If this person wants to contribute to a free software project and release the code under the GPL v2 or v3, good: it may help create a new feature that users will enjoy!
If this person wants to contribute to their company private software that's only available on a subscription basis (and let's say the subscription is sold at an eye-watering price), good: it means whoever pay this subscription will get more from their money, and whoever use the software may get a new feature they will enjoy!
Software has nearly 0 marginal costs. LLM is the closest thing to a Star-Trek level "replicator", getting everyone everything they want.
On which moral grounds would you object to a Star-Trek level replicator for physical good? (please make them good, as offering any food anyone may want would fix world hunger once and for all)
Then why object to that for virtual goods?

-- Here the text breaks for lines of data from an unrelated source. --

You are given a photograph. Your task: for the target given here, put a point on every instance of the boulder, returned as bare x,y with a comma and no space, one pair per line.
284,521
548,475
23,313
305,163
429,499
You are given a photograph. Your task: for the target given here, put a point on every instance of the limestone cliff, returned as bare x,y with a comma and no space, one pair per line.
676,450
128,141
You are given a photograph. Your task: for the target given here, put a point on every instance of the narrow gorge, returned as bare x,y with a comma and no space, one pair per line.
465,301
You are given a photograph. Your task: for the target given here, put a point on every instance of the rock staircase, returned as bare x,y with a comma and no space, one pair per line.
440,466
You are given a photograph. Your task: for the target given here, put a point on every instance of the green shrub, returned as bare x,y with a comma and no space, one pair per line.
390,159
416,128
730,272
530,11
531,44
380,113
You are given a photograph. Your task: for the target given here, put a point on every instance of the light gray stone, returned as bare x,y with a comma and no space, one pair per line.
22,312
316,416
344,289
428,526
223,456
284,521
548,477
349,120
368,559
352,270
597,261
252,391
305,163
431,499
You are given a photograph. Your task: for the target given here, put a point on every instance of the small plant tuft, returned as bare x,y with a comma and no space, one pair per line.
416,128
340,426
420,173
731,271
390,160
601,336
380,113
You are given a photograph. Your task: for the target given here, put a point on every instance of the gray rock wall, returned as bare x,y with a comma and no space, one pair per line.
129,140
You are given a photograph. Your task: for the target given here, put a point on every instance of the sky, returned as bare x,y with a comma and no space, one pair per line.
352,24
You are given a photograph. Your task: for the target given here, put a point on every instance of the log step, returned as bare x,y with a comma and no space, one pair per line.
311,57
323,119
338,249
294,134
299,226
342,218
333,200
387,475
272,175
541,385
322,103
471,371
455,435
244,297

Maybe I'm reading too much into your reply, but I don't see it as trolling or negative faith.
I see variants of it in many places, and they all look to me very close to luddism: rejecting a new technology, because you fear for your own work, while ignoring what this technology will enable in the greater picture: for the orignal case of luddism, reducing the price of clothing for everyone by increasing production and decreasing labor, therefore allowing workers to get in other fields where they may try to satisfy other human wants - some that would be inconcievable to the original luddites like videogames
We should feel graceful we get more technology, as it removes constraints and make more people happy.